[
https://issues.apache.org/jira/browse/MAPREDUCE-2592?page=com.atlassian.jira.plugin.system.issuetabpanels:comment-tabpanel&focusedCommentId=13049336#comment-13049336
]
Esteban Gutierrez commented on MAPREDUCE-2592:
----------------------------------------------
The problem propagates very quickly to all the nodes after a single TaskTracker
has reached that state and more jobs are submitted. This problem can bring down
the whole cluster since all the TT will be blacklisted.
A sample stacktrace:
11/02/05 10:00:01 WARN mapred.JobClient: Error reading task
outputhttp://dn:50060/tasklog?plaintext=true&taskid=attempt_201102050901_1000_m_000001_0&filter=stderr
11/02/05 10:00:02 INFO mapred.JobClient: Task Id :
attempt_201102050901_1000_m_000001_0, Status : FAILED
java.lang.Throwable: Child Error
at org.apache.hadoop.mapred.TaskRunner.run(TaskRunner.java:471)
Caused by: java.io.IOException: Task process exit with nonzero status of 1.
at org.apache.hadoop.mapred.TaskRunner.run(TaskRunner.java:458)
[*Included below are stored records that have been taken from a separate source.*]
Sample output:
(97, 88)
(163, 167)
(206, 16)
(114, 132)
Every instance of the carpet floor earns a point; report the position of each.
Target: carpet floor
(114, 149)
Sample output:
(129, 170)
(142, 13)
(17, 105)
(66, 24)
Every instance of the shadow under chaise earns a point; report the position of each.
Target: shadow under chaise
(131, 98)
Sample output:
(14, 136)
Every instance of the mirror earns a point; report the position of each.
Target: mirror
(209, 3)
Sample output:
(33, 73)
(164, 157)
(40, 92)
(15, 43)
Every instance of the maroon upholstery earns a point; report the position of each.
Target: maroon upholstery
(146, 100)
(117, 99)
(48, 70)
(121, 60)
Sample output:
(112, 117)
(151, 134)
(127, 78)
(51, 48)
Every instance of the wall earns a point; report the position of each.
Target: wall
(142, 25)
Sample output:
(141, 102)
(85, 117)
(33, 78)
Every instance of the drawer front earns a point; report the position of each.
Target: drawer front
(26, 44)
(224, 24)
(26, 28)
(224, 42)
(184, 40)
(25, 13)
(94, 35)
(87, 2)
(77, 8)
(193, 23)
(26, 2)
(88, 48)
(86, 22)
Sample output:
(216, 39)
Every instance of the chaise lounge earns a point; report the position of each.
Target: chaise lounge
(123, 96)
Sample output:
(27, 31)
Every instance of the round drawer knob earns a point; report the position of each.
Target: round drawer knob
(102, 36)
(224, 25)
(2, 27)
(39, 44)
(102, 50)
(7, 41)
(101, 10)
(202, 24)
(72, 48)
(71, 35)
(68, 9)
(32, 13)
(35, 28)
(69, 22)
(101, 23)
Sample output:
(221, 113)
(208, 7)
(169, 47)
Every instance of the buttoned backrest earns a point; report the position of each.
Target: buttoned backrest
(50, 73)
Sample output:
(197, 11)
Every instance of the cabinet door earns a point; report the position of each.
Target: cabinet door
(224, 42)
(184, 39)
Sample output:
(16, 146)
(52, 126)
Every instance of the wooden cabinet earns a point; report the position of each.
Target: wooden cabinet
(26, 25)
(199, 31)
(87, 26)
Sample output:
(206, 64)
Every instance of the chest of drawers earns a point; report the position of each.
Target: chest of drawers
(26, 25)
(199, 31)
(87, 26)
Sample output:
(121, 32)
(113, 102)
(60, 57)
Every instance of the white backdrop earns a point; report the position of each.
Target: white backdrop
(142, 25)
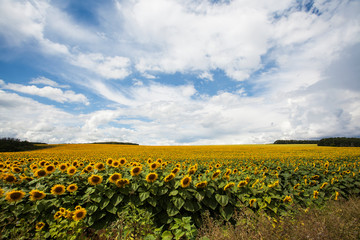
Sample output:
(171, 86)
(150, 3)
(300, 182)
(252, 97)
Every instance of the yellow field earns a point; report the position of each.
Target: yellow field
(92, 183)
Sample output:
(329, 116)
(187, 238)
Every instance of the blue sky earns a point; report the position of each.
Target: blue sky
(169, 72)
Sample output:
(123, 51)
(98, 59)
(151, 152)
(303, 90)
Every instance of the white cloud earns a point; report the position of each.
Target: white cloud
(107, 67)
(52, 93)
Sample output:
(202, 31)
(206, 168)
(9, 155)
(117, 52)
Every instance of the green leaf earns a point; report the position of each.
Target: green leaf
(116, 199)
(171, 210)
(166, 235)
(144, 195)
(222, 199)
(104, 202)
(227, 212)
(210, 202)
(178, 202)
(173, 193)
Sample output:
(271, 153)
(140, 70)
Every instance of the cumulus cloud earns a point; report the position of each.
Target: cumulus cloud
(52, 93)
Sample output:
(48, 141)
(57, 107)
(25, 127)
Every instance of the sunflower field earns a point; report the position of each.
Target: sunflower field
(88, 186)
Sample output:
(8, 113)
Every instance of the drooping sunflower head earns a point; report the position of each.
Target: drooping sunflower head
(79, 214)
(36, 195)
(114, 177)
(15, 195)
(50, 168)
(40, 173)
(72, 187)
(229, 185)
(58, 189)
(71, 170)
(202, 184)
(185, 182)
(135, 171)
(95, 179)
(151, 177)
(39, 226)
(99, 166)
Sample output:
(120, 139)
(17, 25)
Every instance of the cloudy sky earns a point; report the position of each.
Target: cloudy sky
(179, 72)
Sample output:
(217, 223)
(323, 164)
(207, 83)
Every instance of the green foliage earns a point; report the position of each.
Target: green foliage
(340, 142)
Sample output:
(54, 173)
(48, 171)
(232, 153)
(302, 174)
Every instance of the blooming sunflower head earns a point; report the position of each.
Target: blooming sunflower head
(15, 195)
(40, 173)
(229, 185)
(71, 170)
(169, 177)
(99, 166)
(185, 182)
(135, 171)
(9, 178)
(36, 195)
(50, 168)
(39, 226)
(202, 184)
(58, 189)
(72, 187)
(287, 199)
(95, 179)
(79, 214)
(114, 177)
(215, 174)
(151, 177)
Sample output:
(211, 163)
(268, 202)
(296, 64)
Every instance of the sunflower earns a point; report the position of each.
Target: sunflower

> TT should fail task immediately if userlog dir cannot be created
> ----------------------------------------------------------------
>
> Key: MAPREDUCE-2592
> URL: https://issues.apache.org/jira/browse/MAPREDUCE-2592
> Project: Hadoop Map/Reduce
> Issue Type: Improvement
> Components: tasktracker
> Affects Versions: 0.23.0
> Reporter: Todd Lipcon
> Fix For: 0.23.0
>
>
> Currently, TaskRunner will log the message "mkdirs failed. Ignoring" if it
> fails to mkdir the userlog directory for a task. Then, it goes on to spawn
> taskjvm.sh which tries to redirect output into the userlogs dir, thus failing
> with exit code 1. This leads to error messages that are very hard to diagnose
> ("task failed with exit status 1") in cases where the userlog directory has
> either become inaccessible or has reached the maximum number of dirents
> (32000 in ext3)
--
This message is automatically generated by JIRA.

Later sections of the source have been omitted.